Discussion in 'macOS' started by Spectrum, Jan 8, 2013.

  1. Spectrum macrumors 65816


    Mar 23, 2005
    Never quite sure
    I've recently installed a Crucial m4 512GB into a 2011 MBPro running 10.6.8

    I have cloned my old hard-disk. But: how large a partition should one format the new Crucial SSD?

    From various reading, I assumed that OSX would show the 512GB SSD as approx 480GB of useable space (due to 7% being left "spare" for the Crucial SSD firmware/defrag/garbage collection etc). However, OSX currently lists the drive as being a single 511.2GB partition. Please note that I have also installed the TRIM hack.

    Today I noticed that on my 2011 mac mini with Apple installed 256GB SSD, OSX displays the size as 251GB - i.e. smaller than 256GB, but proportionally much larger than is expected for a SSD with a spare area of 7% (expect approx 240GB).

    Is there in fact any reason/need to format the new 512GB drive to 480GB (or smaller)?

    What size (useable) do others see OSX reporting for SSDs (both installed by Apple and user installed)?
  2. benwiggy macrumors 68020

    Jun 15, 2012
    As much as there is.

    I don't know where you've read that you lose 7%.

    Just use the whole thing.

    Yes, Disk Utility will report the formatted size as slightly less than the 256 it is described as having -- but it does the same for a mechanical drive too.

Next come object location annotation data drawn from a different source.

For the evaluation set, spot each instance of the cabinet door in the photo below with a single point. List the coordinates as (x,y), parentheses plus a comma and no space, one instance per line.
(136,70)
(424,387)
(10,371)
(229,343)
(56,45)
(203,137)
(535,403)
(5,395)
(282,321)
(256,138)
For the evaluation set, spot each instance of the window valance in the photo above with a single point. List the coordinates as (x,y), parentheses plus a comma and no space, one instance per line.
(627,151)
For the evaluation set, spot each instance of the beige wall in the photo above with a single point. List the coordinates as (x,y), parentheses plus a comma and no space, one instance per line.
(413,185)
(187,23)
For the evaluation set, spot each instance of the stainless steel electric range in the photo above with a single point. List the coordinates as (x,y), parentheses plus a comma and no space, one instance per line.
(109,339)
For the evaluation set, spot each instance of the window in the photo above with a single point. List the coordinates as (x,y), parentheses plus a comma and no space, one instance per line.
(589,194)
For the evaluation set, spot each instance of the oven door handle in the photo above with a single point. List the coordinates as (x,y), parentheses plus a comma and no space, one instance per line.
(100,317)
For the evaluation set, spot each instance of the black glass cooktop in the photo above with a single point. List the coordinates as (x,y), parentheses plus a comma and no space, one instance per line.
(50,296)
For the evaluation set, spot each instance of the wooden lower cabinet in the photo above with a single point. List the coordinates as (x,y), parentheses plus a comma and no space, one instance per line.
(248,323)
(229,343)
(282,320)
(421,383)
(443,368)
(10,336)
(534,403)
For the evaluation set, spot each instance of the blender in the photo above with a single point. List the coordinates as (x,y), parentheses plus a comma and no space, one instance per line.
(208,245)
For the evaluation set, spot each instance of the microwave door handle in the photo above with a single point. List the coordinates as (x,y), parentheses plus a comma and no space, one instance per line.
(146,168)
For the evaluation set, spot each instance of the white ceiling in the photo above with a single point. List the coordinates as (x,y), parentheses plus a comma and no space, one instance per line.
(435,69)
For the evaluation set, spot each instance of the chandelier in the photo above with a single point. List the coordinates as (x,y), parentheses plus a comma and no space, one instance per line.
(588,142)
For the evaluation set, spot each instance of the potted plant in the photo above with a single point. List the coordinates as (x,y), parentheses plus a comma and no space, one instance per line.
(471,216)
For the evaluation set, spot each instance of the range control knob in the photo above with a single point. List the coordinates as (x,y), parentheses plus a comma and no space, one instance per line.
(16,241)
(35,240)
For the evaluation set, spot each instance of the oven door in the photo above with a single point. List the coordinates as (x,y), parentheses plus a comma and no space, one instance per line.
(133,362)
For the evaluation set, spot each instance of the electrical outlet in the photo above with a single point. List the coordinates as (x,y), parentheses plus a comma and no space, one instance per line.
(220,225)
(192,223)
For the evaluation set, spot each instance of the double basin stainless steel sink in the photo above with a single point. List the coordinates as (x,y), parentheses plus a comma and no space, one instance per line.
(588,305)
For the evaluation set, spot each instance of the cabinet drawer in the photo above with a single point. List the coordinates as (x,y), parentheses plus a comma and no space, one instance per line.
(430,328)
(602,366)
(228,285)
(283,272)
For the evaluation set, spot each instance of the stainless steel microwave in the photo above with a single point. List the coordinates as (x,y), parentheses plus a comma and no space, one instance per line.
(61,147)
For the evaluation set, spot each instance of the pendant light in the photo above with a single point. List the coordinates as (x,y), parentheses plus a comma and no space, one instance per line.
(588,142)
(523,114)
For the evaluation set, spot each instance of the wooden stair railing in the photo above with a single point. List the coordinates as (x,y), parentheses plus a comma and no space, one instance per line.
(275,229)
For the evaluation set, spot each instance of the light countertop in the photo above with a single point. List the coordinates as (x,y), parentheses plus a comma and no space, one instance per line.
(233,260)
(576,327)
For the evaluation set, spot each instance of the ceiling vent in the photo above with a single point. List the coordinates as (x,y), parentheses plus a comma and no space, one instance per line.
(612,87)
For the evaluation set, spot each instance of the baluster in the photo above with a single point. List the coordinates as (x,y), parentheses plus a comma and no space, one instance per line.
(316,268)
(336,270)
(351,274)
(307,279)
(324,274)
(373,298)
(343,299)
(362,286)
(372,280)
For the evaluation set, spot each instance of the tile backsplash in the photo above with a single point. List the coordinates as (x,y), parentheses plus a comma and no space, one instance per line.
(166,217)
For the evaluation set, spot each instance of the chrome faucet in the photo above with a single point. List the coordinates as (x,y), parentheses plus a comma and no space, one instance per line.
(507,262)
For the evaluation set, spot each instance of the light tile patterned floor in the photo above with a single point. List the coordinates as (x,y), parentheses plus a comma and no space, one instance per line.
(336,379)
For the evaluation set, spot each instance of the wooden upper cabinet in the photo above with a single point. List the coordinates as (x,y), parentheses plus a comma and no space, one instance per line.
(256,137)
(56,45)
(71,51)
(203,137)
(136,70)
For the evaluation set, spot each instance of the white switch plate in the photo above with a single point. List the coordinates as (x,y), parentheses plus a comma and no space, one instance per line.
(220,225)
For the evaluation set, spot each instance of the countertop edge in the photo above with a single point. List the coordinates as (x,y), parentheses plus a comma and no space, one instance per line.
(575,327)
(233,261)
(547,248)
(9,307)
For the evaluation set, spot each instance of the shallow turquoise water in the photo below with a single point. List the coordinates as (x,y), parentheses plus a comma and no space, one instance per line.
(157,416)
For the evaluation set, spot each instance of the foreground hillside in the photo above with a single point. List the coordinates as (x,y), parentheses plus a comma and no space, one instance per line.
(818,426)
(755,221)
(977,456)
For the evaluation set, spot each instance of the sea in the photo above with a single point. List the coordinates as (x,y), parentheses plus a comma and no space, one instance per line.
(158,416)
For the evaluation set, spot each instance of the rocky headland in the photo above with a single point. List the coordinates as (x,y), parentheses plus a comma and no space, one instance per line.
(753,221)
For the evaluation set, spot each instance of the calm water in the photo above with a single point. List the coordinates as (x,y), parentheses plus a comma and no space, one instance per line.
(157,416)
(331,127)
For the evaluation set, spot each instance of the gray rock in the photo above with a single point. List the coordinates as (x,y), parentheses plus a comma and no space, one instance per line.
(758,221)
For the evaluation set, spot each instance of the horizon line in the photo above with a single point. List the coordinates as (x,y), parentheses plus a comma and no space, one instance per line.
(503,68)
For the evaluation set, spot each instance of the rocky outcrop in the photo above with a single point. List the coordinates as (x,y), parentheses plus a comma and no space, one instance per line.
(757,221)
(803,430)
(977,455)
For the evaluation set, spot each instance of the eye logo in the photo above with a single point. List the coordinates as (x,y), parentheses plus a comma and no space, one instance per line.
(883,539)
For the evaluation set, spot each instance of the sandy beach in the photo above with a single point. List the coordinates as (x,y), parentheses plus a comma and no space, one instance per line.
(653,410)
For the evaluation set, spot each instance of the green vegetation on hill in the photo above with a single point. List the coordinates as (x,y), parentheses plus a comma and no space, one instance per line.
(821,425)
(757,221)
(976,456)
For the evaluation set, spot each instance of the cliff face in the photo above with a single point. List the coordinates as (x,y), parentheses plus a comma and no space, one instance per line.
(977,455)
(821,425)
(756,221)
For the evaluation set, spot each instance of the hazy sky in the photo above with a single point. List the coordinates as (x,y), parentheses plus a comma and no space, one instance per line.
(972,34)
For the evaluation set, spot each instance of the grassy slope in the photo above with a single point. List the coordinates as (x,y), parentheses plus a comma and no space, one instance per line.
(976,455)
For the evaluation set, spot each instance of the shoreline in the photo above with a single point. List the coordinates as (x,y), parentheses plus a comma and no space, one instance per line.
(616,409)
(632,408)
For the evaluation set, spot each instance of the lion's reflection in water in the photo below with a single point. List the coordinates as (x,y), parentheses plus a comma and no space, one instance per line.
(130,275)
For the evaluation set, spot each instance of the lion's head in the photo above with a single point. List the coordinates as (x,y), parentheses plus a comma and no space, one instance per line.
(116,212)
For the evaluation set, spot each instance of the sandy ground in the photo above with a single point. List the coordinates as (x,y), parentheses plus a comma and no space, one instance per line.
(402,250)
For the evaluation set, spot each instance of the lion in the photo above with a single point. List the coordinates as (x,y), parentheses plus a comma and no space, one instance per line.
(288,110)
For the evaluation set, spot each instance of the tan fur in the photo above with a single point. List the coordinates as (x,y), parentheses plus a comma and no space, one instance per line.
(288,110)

PC vendors always have "actual formatted capacity less" in small print. But it's certainly not 7%.

    And don't forget that you get differences between binary and decimal interpretations of "Mega" and "Giga".
  3. Spectrum thread starter macrumors 65816


    Mar 23, 2005
    Never quite sure
    Thanks. I thought all SSDs needed spare area so that they can run garbage collection routines efficiently?

    For example, many SSDs advertise only 240GB (when clearly the NAND will be packaged to make 256GB). For example all the OWC drives are multiples of 60GB (per 64GB). 60, 120, 240, 480, 960...

    Anandtech had an interesting article about how the amount of free space (up to 25%) can massively improve consistency of IO operations with heavy workloads. Now I'm not concerned about heavy workloads at all, but I just want to make sure I'm setting up the drive correctly for "normal" use.

    Does it only matter if one fills the entire volume with data? Hence formatting to 90% capacity ensure you never eat into the spare area? On a traditional HD I try to keep >10% free anyway.

    Secondly: I have another 2008 MBPro with new 512GB SSD that I cloned a 10.5 image onto. I plan to replace that with a cloned 10.6.8 image. Due to the way SSDs write data for wear-levelling, am I correct in thinking that I should first "erase" that SSD by writing one enormous contiguous file onto it - then deleting - basically to ensure that the new 10.6.8 image is written to contiguous blocks and not fragmented?

    Or does it not matter?
  4. benwiggy macrumors 68020

    Jun 15, 2012
    I have an OCZ SSD in my 2009 MacBook. It's 247Gb. I can't make it bigger than that: that's the maximum size. It may have 256Gb of chips, but I can't use that.

    In a traditional hard drive on OS X, you need some to keep some free space on the disk -- some say 10% -- but that's space WITHIN the partition.
    Even on an SSD, you still need to keep some free space on the system partition. Partitioning 10% off won't do you any good.

    I'm not sure you need to worry about wiping the disk first for fragmentation. OS X defrags on the fly anyway, and I'm not sure what the performance penalty would be on an SSD for fragmentation, if anything.
    I don't know much about SSD internals, but generally: I would just use the disk as normal, and not get too bogged down in the detail.